WCP4039

Letter (WCP4039.3983)

[1]

The Dell, Grays, Essex

March 21st. 1875

Dear Newton1

I value your opinion & advice so highly that the more you note & criticize, the greater favour I shall esteem it. I was much relieved by your letter for I feared you might find something radically wrong in my plan, & insufficient in my details. The trouble caused by the horrid confusion of generic names in birds is something [2] awful as you know. Without special knowledge of the species, it is impossible to combine & harmonize different men’ work. The Fringillidae2 for example are in an awful state of confusion, & I have had merely to guess at them. Do you know any one who would arrange them all for me in some system? I should be glad even now to alter it all if [3] I could. It is a great pity some Ornithologists do not take up groups instead of faunas only. Can you not incite some one to take up the Finches, another the Crows & Starlings, — also the Lamiidae3 & Muscicapidae4,— and thoroughly work out the genera & species of the whole world?

I have finished the Neotropical Chapter & also nearly the Ethiopian, when you are ready for them. I think I see a somewhat novel & curious view of the [4] past history of Africa & Madagascar but I shall wait to write it till I get my map showing the sea-bottom.

I shall not get one with the extinct fauna,— but how to treat it is a difficulty.

I think I must give first a systematic sketch of each great fossil fauna — European — N.[orth] American S.[outh] American, — Himalayan, Australian, — but without discussion,- and then discuss the evidence as hearing upon the relations of the regions to each other,- but whether to do this in the present Region chapters or separately I cannot decide. Either way it is most difficult to avoid repetitions.

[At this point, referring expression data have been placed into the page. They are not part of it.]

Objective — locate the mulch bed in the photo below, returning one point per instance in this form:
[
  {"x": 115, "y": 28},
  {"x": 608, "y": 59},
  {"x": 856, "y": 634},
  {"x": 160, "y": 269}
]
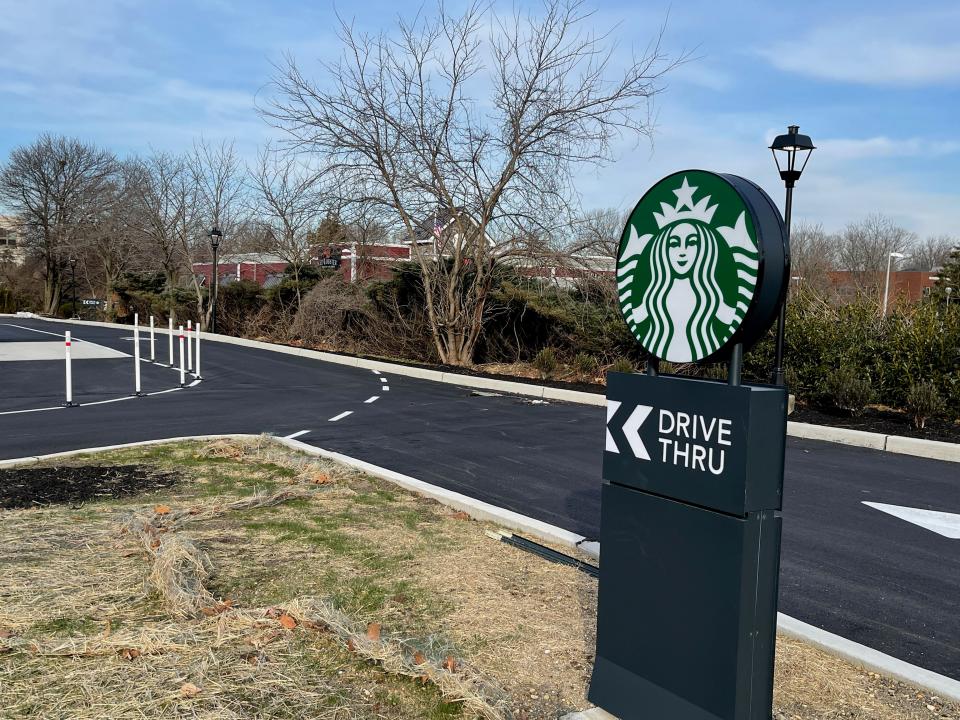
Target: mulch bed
[
  {"x": 886, "y": 422},
  {"x": 32, "y": 487}
]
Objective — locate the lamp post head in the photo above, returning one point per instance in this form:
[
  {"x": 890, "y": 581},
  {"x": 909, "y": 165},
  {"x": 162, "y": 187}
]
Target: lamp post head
[{"x": 788, "y": 147}]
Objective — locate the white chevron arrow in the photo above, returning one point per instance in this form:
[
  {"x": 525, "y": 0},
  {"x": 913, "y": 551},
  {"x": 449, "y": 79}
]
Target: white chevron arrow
[
  {"x": 631, "y": 429},
  {"x": 946, "y": 524},
  {"x": 612, "y": 407}
]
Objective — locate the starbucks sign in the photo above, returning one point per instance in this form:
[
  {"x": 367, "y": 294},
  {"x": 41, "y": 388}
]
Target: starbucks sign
[{"x": 703, "y": 264}]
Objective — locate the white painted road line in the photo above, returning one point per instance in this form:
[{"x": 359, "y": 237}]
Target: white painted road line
[{"x": 942, "y": 523}]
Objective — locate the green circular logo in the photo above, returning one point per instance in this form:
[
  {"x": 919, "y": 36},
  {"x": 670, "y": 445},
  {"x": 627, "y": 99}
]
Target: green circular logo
[{"x": 688, "y": 266}]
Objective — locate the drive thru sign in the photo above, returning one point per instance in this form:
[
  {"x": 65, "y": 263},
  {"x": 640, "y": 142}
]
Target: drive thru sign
[{"x": 693, "y": 468}]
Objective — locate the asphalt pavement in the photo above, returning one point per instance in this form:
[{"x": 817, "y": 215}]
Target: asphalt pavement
[{"x": 846, "y": 568}]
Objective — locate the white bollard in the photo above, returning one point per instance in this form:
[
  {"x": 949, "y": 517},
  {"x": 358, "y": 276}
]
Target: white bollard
[
  {"x": 136, "y": 355},
  {"x": 69, "y": 402},
  {"x": 183, "y": 360},
  {"x": 189, "y": 345},
  {"x": 196, "y": 365}
]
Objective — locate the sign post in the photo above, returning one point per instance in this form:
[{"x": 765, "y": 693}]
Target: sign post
[{"x": 693, "y": 468}]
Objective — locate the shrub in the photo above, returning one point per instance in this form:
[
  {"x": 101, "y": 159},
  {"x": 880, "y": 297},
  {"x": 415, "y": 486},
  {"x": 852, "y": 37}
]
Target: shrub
[
  {"x": 848, "y": 388},
  {"x": 924, "y": 401},
  {"x": 584, "y": 363},
  {"x": 546, "y": 362}
]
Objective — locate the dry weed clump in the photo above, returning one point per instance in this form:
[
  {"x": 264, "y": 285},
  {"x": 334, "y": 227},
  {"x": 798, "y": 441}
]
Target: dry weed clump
[{"x": 280, "y": 585}]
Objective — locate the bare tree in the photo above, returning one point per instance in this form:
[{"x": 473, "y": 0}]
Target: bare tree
[
  {"x": 813, "y": 255},
  {"x": 286, "y": 199},
  {"x": 164, "y": 213},
  {"x": 466, "y": 179},
  {"x": 598, "y": 232},
  {"x": 218, "y": 180},
  {"x": 931, "y": 253},
  {"x": 54, "y": 187}
]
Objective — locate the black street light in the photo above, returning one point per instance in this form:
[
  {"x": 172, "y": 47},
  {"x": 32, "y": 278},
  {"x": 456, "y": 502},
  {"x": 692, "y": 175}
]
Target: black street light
[
  {"x": 215, "y": 237},
  {"x": 73, "y": 283},
  {"x": 791, "y": 148}
]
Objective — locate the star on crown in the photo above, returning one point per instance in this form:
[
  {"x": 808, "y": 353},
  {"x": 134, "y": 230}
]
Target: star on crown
[{"x": 701, "y": 211}]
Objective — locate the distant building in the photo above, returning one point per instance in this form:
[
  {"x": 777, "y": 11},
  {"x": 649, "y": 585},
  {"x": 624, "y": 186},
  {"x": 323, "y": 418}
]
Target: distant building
[
  {"x": 905, "y": 285},
  {"x": 11, "y": 248}
]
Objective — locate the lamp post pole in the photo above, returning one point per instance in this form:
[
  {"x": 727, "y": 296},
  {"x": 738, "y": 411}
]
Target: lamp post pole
[
  {"x": 789, "y": 145},
  {"x": 886, "y": 286},
  {"x": 73, "y": 283},
  {"x": 215, "y": 237}
]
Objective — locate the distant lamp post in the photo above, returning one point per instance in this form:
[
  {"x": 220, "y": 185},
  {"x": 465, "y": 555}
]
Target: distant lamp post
[
  {"x": 791, "y": 153},
  {"x": 73, "y": 285},
  {"x": 215, "y": 237},
  {"x": 886, "y": 288}
]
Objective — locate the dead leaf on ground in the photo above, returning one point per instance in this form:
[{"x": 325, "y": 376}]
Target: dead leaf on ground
[{"x": 288, "y": 622}]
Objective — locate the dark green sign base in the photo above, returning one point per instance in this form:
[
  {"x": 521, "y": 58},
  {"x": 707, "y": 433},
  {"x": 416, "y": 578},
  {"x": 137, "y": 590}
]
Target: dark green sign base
[{"x": 687, "y": 610}]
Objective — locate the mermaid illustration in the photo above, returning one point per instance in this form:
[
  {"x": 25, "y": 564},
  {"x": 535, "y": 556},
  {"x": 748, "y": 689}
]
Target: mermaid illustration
[{"x": 668, "y": 282}]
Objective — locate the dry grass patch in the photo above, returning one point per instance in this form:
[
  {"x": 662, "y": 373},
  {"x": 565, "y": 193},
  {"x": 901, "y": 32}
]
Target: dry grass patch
[{"x": 269, "y": 584}]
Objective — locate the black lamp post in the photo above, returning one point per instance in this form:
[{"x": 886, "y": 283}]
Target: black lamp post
[
  {"x": 787, "y": 148},
  {"x": 215, "y": 237},
  {"x": 73, "y": 284}
]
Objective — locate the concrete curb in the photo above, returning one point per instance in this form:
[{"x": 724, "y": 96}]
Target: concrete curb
[
  {"x": 917, "y": 447},
  {"x": 859, "y": 655},
  {"x": 869, "y": 658}
]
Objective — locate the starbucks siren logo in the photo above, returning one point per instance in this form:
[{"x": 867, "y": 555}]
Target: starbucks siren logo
[{"x": 687, "y": 266}]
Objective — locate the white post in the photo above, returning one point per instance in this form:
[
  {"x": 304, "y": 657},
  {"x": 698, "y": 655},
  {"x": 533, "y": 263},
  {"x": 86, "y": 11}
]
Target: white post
[
  {"x": 183, "y": 360},
  {"x": 196, "y": 365},
  {"x": 69, "y": 378},
  {"x": 189, "y": 345},
  {"x": 136, "y": 354},
  {"x": 886, "y": 288}
]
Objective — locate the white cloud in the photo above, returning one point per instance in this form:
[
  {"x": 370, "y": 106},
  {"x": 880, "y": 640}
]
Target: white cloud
[
  {"x": 839, "y": 186},
  {"x": 885, "y": 147},
  {"x": 892, "y": 51}
]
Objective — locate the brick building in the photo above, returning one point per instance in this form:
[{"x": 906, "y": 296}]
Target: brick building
[
  {"x": 261, "y": 268},
  {"x": 905, "y": 285}
]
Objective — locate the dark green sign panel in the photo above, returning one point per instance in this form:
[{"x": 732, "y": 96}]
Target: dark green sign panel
[
  {"x": 701, "y": 442},
  {"x": 690, "y": 548},
  {"x": 702, "y": 265}
]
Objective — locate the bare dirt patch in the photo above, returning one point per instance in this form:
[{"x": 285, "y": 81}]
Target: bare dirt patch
[
  {"x": 269, "y": 584},
  {"x": 37, "y": 486}
]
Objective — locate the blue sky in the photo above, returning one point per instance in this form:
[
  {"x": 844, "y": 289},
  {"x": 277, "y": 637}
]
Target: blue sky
[{"x": 877, "y": 86}]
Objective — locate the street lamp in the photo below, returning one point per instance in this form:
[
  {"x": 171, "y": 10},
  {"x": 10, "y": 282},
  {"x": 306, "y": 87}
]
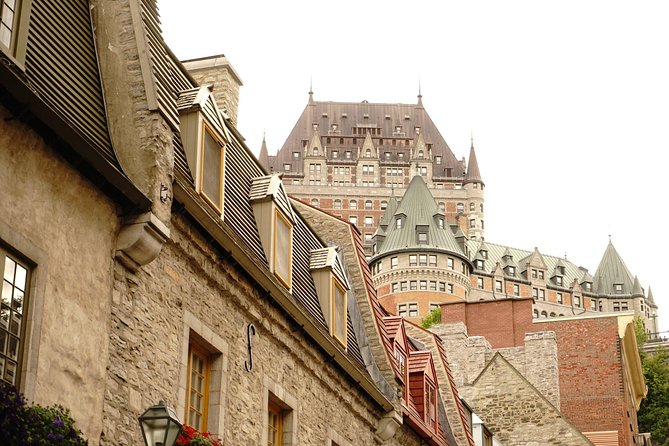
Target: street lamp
[{"x": 160, "y": 425}]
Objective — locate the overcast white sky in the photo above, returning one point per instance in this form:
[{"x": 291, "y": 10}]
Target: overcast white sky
[{"x": 568, "y": 101}]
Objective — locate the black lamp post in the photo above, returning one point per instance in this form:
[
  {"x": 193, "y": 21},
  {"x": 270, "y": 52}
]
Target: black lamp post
[{"x": 160, "y": 425}]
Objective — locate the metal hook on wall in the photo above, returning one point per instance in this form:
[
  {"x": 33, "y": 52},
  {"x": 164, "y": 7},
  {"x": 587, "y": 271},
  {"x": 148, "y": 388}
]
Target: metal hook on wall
[{"x": 250, "y": 331}]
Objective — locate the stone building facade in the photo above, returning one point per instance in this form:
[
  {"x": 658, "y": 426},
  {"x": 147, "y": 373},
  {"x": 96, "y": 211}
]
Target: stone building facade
[
  {"x": 145, "y": 252},
  {"x": 350, "y": 158},
  {"x": 587, "y": 368}
]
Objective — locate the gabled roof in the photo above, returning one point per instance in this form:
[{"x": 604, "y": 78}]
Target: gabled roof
[
  {"x": 612, "y": 271},
  {"x": 384, "y": 117},
  {"x": 417, "y": 209}
]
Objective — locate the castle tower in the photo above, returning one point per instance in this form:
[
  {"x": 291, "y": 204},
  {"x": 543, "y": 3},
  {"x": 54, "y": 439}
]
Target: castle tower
[
  {"x": 417, "y": 263},
  {"x": 365, "y": 152}
]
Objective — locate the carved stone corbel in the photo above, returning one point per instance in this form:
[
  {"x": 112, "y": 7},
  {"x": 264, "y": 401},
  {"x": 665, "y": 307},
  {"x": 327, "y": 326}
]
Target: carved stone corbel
[{"x": 140, "y": 240}]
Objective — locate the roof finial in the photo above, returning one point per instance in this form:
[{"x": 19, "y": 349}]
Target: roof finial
[{"x": 311, "y": 89}]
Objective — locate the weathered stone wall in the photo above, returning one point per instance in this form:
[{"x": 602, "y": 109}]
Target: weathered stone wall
[
  {"x": 217, "y": 72},
  {"x": 147, "y": 336},
  {"x": 516, "y": 413},
  {"x": 54, "y": 217}
]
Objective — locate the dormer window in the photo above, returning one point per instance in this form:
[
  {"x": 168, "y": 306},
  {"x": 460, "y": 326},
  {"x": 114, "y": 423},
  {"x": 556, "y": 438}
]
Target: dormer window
[
  {"x": 283, "y": 252},
  {"x": 211, "y": 179},
  {"x": 331, "y": 286},
  {"x": 274, "y": 218}
]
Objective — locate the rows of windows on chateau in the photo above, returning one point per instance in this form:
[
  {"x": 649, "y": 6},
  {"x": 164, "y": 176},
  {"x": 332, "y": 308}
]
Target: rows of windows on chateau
[
  {"x": 250, "y": 291},
  {"x": 516, "y": 131}
]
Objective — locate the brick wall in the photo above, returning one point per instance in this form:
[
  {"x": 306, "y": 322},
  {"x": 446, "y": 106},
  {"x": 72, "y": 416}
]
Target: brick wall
[{"x": 503, "y": 323}]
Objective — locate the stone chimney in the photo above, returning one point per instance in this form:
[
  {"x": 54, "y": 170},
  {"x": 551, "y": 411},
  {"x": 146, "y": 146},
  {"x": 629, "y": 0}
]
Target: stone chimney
[{"x": 217, "y": 71}]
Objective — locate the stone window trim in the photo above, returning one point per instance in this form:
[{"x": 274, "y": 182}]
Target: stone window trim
[
  {"x": 197, "y": 332},
  {"x": 275, "y": 394},
  {"x": 335, "y": 439},
  {"x": 33, "y": 316}
]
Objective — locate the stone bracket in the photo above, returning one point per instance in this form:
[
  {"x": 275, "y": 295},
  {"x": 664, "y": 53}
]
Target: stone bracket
[
  {"x": 140, "y": 240},
  {"x": 387, "y": 426}
]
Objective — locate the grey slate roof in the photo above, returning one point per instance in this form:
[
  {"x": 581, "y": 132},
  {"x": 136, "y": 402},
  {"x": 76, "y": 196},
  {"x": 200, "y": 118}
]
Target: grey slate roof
[
  {"x": 496, "y": 253},
  {"x": 612, "y": 271},
  {"x": 385, "y": 117},
  {"x": 244, "y": 178},
  {"x": 418, "y": 210}
]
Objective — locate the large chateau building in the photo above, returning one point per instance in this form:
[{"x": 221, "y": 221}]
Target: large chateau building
[
  {"x": 387, "y": 169},
  {"x": 350, "y": 158}
]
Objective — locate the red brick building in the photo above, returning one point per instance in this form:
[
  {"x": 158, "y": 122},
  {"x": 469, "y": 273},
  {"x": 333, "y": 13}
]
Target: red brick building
[{"x": 600, "y": 377}]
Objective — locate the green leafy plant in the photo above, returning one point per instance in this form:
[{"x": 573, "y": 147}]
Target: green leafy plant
[
  {"x": 190, "y": 436},
  {"x": 433, "y": 317},
  {"x": 23, "y": 424}
]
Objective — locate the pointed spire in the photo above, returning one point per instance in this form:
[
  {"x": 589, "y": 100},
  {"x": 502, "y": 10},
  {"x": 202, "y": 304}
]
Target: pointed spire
[
  {"x": 473, "y": 174},
  {"x": 311, "y": 90},
  {"x": 649, "y": 298},
  {"x": 612, "y": 272},
  {"x": 263, "y": 157}
]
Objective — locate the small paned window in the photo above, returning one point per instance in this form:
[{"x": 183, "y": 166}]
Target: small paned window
[
  {"x": 198, "y": 388},
  {"x": 274, "y": 425},
  {"x": 211, "y": 178},
  {"x": 283, "y": 247},
  {"x": 15, "y": 285},
  {"x": 339, "y": 312}
]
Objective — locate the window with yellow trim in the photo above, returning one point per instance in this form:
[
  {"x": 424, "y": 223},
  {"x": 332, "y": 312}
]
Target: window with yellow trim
[
  {"x": 14, "y": 299},
  {"x": 14, "y": 19},
  {"x": 211, "y": 168},
  {"x": 283, "y": 248},
  {"x": 338, "y": 311},
  {"x": 274, "y": 425},
  {"x": 198, "y": 387}
]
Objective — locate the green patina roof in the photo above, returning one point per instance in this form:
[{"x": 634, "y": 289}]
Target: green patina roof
[
  {"x": 612, "y": 271},
  {"x": 418, "y": 212}
]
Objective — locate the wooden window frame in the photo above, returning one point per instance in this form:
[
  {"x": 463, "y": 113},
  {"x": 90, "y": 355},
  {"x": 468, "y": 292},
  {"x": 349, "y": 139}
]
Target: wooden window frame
[
  {"x": 287, "y": 281},
  {"x": 9, "y": 306},
  {"x": 206, "y": 129},
  {"x": 194, "y": 349},
  {"x": 337, "y": 286}
]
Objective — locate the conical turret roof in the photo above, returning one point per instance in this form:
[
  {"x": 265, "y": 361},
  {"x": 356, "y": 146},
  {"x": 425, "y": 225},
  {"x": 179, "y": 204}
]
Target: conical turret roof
[
  {"x": 612, "y": 271},
  {"x": 417, "y": 212},
  {"x": 473, "y": 174}
]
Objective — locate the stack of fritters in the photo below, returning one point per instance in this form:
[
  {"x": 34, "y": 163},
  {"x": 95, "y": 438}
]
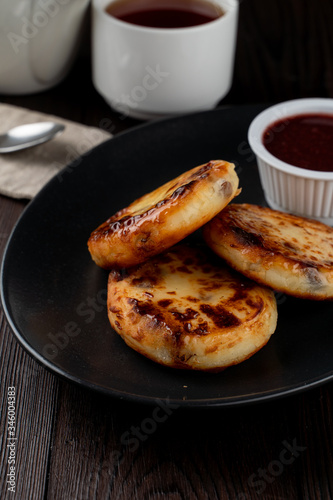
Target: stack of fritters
[{"x": 181, "y": 305}]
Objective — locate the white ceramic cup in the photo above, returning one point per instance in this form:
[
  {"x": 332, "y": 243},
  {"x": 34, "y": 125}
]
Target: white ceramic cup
[
  {"x": 38, "y": 41},
  {"x": 151, "y": 72}
]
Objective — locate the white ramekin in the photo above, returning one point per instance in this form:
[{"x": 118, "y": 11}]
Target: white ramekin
[{"x": 288, "y": 188}]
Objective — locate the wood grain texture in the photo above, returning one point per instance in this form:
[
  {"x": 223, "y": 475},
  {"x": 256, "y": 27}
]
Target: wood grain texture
[{"x": 74, "y": 444}]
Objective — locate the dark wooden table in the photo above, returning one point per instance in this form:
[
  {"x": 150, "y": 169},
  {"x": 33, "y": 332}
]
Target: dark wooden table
[{"x": 68, "y": 438}]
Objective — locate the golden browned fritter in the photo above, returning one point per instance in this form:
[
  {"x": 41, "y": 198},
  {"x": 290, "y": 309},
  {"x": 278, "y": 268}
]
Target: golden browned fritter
[
  {"x": 165, "y": 216},
  {"x": 184, "y": 310},
  {"x": 289, "y": 253}
]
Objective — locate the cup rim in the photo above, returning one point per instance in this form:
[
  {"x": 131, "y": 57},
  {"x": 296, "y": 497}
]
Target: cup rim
[
  {"x": 232, "y": 7},
  {"x": 283, "y": 110}
]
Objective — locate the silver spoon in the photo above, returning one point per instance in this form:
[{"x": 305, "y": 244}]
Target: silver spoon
[{"x": 26, "y": 136}]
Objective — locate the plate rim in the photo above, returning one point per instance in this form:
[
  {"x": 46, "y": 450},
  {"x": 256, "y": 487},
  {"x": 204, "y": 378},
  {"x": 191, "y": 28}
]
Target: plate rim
[{"x": 229, "y": 401}]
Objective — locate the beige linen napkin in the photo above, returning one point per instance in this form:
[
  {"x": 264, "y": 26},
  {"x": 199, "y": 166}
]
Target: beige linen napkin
[{"x": 24, "y": 173}]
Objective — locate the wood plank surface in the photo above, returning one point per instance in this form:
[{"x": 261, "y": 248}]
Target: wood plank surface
[{"x": 74, "y": 444}]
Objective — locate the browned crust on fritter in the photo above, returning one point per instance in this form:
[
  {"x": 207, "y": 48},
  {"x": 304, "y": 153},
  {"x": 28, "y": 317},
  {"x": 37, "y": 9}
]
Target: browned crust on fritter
[
  {"x": 186, "y": 309},
  {"x": 159, "y": 219},
  {"x": 289, "y": 253}
]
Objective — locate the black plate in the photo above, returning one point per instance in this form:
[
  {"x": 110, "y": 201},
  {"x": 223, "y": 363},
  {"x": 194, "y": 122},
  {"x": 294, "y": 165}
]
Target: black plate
[{"x": 54, "y": 295}]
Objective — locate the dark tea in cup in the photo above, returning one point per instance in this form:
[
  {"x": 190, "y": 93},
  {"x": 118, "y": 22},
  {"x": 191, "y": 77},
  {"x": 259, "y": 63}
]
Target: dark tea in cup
[{"x": 164, "y": 13}]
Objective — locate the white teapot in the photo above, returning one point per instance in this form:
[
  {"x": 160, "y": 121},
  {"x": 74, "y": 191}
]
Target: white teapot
[{"x": 38, "y": 42}]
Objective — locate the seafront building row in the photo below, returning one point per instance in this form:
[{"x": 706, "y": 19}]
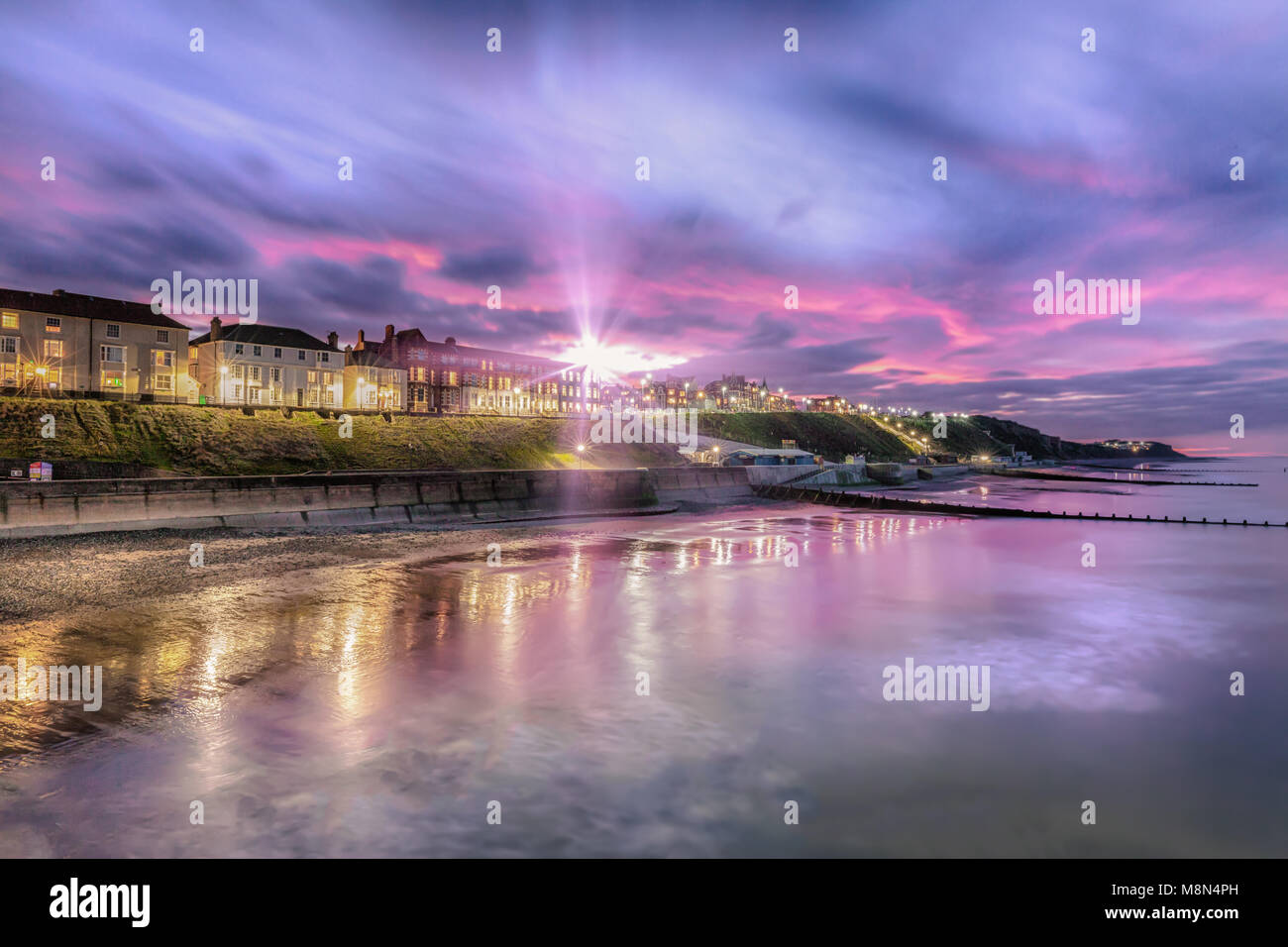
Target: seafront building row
[{"x": 65, "y": 344}]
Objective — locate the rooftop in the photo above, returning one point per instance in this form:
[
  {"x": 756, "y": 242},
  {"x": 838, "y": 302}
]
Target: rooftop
[
  {"x": 259, "y": 334},
  {"x": 60, "y": 303}
]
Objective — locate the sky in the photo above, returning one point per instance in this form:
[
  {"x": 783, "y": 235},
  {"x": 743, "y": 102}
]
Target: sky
[{"x": 767, "y": 169}]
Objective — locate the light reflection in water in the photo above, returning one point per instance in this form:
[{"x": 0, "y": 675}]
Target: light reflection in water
[{"x": 411, "y": 689}]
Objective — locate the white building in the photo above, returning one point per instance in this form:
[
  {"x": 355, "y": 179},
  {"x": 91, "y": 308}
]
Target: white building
[{"x": 266, "y": 365}]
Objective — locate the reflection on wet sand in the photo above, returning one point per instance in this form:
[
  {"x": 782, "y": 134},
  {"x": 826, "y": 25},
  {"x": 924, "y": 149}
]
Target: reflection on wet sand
[{"x": 373, "y": 709}]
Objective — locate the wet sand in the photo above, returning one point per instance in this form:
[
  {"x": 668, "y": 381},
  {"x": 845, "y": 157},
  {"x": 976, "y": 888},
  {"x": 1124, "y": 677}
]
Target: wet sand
[{"x": 112, "y": 570}]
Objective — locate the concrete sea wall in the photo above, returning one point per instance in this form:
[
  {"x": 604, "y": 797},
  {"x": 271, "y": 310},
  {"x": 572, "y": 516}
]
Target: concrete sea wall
[{"x": 351, "y": 499}]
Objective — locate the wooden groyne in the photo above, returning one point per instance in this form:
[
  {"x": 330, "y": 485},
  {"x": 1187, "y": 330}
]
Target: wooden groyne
[
  {"x": 836, "y": 497},
  {"x": 1037, "y": 475}
]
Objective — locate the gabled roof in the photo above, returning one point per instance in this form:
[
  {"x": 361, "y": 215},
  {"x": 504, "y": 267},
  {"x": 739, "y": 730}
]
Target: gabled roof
[
  {"x": 259, "y": 334},
  {"x": 59, "y": 303}
]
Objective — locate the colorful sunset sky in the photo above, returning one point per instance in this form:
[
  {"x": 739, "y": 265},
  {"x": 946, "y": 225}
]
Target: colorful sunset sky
[{"x": 768, "y": 169}]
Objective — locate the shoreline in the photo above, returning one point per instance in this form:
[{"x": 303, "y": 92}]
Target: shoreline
[{"x": 56, "y": 577}]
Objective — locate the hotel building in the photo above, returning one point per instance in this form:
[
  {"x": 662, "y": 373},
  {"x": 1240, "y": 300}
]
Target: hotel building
[
  {"x": 373, "y": 382},
  {"x": 258, "y": 365},
  {"x": 447, "y": 377}
]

Yours very truly | Alfred R. Wallace [signature]

Alfred Newton (11 June 1828 — 7 June 1907) was Professor of Comparative Anatomy at Cambridge University from 1866 to 1907 as well as an English zoologist and ornithologist.
Fringillidae, songbird family, order Passeriformes, sometimes collectively termed New World seedeaters. The group includes grosbeaks, longspurs, cardueline finches, and chaffinches.
Lamiidae: a family of beetles closely related to and often included among the Cerambycidae
Muscicapidae in a family of songbirds in the order Passeriformes. It includes flycatchers, wattle-eyes, and warblers.